Больных становится все больше, мы ставим кровати в коридоре, теперь я хожу в костюме, напоминающем скафандр. Занятия в университете подождут: медперсонала катастрофически не хватает, мокрота, которую мы взяли у каждого из пациентов, кишит чумными палочками. Власти закрыли город на карантин. Теперь я вместе с отцом и другими врачами живу в специально отведенном боксе: здесь даже уютно, есть вполне сносная комната отдыха, плюшевый диван, полированный стол, полка с книгами, санузел, маленькая кухонька.

*****

Глазами олененка на меня смотрит восемнадцатилетний Антуан Деко, один из моих подопечных: еще три дня назад он был красив, как юный бог, теперь его кожа красно-пунцовая, лицо отечное как у запойного, на шее и в паху вылупились уродливые яйца «бубонов». Я знаю, что это не профессионально, но я боюсь измерять ему температуру. Если вакцина не сработает, он протянет еще максимум двое суток. Из Германии мы ждем новую, самую совершенную формулу. Я ощупываю Антуана пальцами в стерильных перчатках, но даже сквозь латекс чувствую его молодое тело, секса у меня не было несколько дней и я испытываю совершенно неуместное в этой печальной ситуации возбуждение, желать смертельно больного человека более чем кощунство. И хоть это неправильно я трогаю его совсем не как врач, я беру в руки по-настоящему его член и начинаю его ласкать, Антуан нисколько не возражает, по ходу ему самому это очень нравится. Я закрываю палату на ключ, снова подхожу к его койке, стягиваю штаны своего комбинезона, снимаю защитную маску и сажусь на него сверху. В любую минуту дверь могут отпереть, но мне все равно. В губы я его не целую, бедняжка бьется подо мной раненой птицей, судорожно сжимает мои бедра, хрипит какую-то сентиментальную чушь и слишком быстро кончает. Но я успеваю первой. На прощание я нежно треплю его спутанные волосы, надеваю комбинезон и выхожу из палаты.

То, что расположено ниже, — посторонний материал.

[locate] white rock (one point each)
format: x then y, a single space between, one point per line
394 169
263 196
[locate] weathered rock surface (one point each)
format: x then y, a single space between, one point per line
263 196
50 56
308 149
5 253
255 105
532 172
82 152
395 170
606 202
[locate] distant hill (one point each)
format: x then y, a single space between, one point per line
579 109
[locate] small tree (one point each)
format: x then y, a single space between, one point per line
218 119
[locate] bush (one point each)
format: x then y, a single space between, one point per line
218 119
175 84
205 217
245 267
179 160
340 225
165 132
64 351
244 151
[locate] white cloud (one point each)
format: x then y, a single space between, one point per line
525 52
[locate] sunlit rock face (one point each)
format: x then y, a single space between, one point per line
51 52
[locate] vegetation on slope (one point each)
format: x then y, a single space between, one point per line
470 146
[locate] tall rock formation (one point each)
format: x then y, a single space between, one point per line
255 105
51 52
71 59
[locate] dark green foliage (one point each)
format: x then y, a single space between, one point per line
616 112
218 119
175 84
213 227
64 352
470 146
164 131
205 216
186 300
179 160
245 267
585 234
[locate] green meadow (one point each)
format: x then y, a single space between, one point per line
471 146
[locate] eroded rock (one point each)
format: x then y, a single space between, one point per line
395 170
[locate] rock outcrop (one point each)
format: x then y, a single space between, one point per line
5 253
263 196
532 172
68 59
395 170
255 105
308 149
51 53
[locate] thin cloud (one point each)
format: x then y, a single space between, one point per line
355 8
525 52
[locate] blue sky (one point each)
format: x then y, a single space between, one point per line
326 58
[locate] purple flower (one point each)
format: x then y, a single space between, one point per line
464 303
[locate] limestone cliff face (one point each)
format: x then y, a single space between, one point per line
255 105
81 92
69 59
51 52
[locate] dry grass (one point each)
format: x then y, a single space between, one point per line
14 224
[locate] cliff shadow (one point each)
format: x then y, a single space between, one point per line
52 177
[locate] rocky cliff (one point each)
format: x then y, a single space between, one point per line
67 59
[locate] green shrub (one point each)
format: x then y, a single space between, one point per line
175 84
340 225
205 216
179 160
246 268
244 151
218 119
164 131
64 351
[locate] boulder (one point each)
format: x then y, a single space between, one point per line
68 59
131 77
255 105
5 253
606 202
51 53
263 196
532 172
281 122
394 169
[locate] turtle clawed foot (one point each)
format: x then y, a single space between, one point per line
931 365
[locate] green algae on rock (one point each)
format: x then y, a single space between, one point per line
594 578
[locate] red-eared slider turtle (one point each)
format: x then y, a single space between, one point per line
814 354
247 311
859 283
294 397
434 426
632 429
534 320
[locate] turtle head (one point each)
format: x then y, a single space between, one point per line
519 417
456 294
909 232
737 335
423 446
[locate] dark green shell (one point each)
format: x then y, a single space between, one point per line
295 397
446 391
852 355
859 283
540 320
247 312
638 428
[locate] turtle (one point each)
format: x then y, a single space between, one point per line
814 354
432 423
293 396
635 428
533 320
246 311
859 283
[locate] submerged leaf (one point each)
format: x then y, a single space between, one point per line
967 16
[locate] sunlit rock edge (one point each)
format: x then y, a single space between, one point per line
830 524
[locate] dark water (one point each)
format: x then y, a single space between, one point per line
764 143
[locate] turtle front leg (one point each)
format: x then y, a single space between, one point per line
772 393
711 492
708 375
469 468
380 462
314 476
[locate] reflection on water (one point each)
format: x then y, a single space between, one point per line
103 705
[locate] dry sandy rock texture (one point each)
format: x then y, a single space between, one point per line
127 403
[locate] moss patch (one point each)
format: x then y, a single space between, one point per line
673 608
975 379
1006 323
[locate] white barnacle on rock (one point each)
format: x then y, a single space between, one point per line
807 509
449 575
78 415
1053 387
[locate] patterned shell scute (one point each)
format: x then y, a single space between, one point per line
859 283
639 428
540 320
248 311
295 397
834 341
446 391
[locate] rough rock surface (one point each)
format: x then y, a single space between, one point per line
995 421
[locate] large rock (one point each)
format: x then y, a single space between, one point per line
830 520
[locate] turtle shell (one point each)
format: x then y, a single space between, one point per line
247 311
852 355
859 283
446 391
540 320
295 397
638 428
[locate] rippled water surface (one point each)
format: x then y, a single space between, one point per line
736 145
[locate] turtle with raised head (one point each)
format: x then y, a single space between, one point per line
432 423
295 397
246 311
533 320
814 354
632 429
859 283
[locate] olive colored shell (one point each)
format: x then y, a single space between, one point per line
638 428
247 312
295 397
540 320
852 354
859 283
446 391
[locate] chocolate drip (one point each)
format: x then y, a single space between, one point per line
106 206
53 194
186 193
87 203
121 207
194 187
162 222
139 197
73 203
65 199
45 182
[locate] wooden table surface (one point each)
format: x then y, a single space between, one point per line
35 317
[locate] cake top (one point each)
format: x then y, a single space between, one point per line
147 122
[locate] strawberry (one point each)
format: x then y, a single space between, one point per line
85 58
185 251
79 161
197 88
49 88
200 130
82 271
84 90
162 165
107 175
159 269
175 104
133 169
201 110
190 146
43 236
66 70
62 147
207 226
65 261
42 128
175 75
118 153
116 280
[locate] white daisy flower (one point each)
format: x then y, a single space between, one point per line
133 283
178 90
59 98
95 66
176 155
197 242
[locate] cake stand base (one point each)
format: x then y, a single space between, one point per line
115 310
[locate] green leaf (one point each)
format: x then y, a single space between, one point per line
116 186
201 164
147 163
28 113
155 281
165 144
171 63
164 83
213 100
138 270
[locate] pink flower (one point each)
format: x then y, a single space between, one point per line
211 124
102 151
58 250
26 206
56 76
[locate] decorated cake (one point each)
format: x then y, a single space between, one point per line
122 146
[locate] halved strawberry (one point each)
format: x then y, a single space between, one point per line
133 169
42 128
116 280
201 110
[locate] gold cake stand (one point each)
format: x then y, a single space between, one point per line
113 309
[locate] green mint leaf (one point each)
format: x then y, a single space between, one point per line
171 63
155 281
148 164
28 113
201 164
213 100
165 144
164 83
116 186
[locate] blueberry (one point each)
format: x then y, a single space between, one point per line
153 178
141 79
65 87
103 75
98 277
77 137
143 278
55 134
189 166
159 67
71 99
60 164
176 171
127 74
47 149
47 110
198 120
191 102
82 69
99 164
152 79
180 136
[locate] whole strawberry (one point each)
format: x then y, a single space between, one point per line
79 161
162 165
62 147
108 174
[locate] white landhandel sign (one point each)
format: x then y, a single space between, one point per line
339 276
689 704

Нет, не думайте, что я жуткая нимфоманка: все эти фантазии происходят лишь у меня в голове. Да и заниматься любовью с ним – смертельно опасно. Но я знаю, что малыш Антуан ко мне явно неравнодушен. Еще до больницы встречаясь со мной в городе, он всегда заглядывался на меня. Я обязательно спасу этого милого мальчика.

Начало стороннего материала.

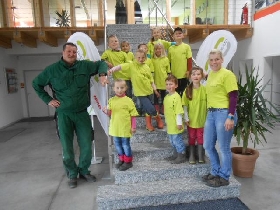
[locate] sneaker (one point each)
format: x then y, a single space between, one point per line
125 166
207 177
171 158
88 177
217 182
72 183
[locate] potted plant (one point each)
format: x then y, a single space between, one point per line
256 116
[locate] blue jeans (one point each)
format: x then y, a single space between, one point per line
176 140
122 145
129 88
214 130
147 105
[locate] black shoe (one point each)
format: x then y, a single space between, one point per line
88 177
217 182
125 166
72 183
207 177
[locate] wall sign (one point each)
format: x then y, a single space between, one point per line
11 80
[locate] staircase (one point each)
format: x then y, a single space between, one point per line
135 34
152 181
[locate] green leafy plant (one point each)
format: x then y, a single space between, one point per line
256 114
63 18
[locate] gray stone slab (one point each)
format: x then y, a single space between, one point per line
182 190
142 135
149 151
141 122
150 171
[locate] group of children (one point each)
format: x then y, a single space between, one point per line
159 82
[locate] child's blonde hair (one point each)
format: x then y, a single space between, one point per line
125 42
218 52
154 29
119 80
163 53
189 89
141 51
112 36
172 78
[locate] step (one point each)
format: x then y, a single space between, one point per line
150 171
180 190
142 135
149 151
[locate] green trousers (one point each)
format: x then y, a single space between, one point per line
80 123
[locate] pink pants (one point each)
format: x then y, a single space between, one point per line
195 133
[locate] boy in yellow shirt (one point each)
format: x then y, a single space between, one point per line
180 57
173 111
122 109
143 86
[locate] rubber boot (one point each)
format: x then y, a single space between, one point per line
127 163
161 110
149 126
192 154
159 122
173 157
201 158
121 161
181 158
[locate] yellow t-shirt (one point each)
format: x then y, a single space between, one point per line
178 55
116 58
172 107
123 109
141 78
130 56
218 85
149 62
151 46
162 68
197 107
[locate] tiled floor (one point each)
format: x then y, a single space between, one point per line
32 176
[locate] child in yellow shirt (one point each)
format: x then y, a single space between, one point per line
173 111
143 86
122 109
161 71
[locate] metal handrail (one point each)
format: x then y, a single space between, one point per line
168 23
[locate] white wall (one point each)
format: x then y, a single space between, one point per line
235 11
10 104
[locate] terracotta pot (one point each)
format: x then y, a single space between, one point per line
243 165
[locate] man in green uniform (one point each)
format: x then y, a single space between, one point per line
69 79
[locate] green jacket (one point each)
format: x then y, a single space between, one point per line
69 83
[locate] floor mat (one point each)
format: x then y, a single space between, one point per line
221 204
7 134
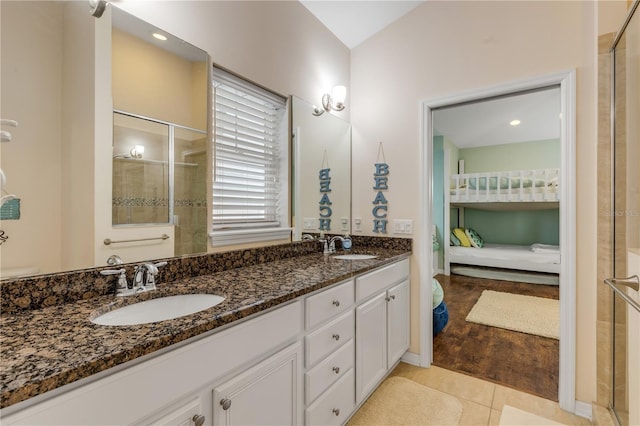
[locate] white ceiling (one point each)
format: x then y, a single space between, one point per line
487 122
355 21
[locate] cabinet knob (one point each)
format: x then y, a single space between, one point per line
198 419
226 403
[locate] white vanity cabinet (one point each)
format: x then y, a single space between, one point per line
166 388
310 361
382 324
268 394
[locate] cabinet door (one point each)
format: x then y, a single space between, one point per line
268 394
371 345
397 321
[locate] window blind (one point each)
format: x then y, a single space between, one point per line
247 121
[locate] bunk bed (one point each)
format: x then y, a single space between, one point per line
502 190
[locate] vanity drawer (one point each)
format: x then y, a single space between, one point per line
328 304
327 339
323 375
377 281
335 405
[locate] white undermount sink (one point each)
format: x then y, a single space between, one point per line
355 256
160 309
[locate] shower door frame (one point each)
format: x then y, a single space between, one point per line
566 80
612 51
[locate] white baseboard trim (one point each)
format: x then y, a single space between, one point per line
584 409
411 358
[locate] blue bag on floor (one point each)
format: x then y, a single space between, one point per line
440 317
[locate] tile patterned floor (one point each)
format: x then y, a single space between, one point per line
482 401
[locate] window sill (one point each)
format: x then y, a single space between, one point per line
243 236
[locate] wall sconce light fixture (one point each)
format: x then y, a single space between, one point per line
96 7
333 101
137 151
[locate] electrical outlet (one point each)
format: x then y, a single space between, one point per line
403 226
310 223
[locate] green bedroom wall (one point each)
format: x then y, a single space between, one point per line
543 154
515 227
440 144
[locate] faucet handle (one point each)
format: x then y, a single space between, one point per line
114 260
113 271
123 285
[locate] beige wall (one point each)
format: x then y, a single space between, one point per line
444 48
35 54
278 44
145 77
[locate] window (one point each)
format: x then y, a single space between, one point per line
250 195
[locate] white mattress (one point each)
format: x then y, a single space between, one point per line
506 256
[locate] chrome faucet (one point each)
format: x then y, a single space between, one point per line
144 278
114 259
122 288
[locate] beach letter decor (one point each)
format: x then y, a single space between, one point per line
325 202
381 179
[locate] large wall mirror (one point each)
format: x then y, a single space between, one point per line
155 161
321 170
105 151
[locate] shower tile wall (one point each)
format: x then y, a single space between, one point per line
190 197
605 228
140 192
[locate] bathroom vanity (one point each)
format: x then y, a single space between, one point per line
279 350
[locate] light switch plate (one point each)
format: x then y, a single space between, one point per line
403 226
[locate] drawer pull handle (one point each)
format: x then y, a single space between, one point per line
198 419
226 403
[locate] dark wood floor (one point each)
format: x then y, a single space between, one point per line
517 360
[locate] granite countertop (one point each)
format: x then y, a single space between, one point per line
44 349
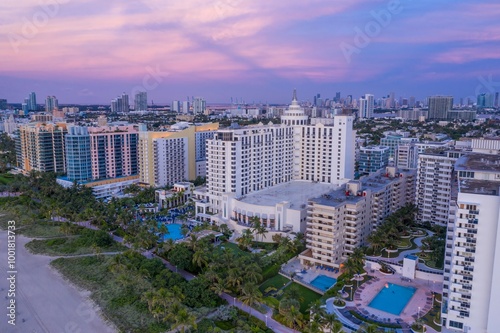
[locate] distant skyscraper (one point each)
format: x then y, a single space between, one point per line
348 100
176 106
485 101
316 97
120 104
51 104
125 106
199 105
411 102
439 107
185 107
32 102
141 101
366 105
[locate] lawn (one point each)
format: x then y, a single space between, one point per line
4 218
233 247
42 230
277 282
6 178
85 243
308 296
118 302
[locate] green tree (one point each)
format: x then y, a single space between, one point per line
250 294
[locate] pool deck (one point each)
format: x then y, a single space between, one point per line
421 299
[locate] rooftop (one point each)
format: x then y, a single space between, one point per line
295 192
478 162
476 186
374 183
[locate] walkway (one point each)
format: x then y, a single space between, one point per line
403 254
267 318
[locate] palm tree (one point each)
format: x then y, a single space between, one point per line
376 241
234 277
252 273
331 322
316 308
358 257
199 258
149 297
219 287
250 295
193 242
293 317
183 318
349 267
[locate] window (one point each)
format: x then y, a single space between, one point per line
456 324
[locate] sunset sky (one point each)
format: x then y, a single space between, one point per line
89 51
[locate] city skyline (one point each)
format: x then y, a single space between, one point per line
87 53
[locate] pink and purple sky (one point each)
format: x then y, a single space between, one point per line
89 51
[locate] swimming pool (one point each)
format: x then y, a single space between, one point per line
392 298
323 282
174 232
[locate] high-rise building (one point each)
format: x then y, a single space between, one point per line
176 106
366 105
439 107
32 102
102 120
41 147
51 104
406 156
341 220
199 105
411 102
485 100
173 156
113 151
120 104
141 101
392 100
337 97
78 155
185 107
434 179
10 125
249 160
348 100
472 268
373 158
124 103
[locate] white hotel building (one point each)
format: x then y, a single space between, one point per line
341 220
471 289
434 179
270 171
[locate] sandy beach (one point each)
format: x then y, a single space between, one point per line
45 302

Сегодня у меня не хватает сил продолжить собственное исследование в лаборатории, я собрала мокроту нескольких пациентов с наиболее сложным течением болезни, вот только, не могу вспомнить, куда засунула вакуумную пробирку. Нужно все-таки начать пить витамины группы В и что-нибудь для мозгового кровообращения, в последнее время я стала жутко рассеянной. И все же куда я засунула эту стекляшку?
Приняв дезинфицирующий душ, я переодеваюсь в другую одежду, и даже не поужинав и не дождавшись отца, раскладываю постель. Как же мне хочется спать! Просто глаза слипаются. Мне даже лень надеть ночную сорочку, я так и остаюсь в своем больничном халате, в котором хожу по боксу. За стеной оживленно гомонят мои коллеги, включен на полную мощность радиоприемник, но внешние шумы отошли на задний план, стерлись, я закутываюсь в плед и наконец, засыпаю. Сегодня даже без снотворного, которое выписал мне папа.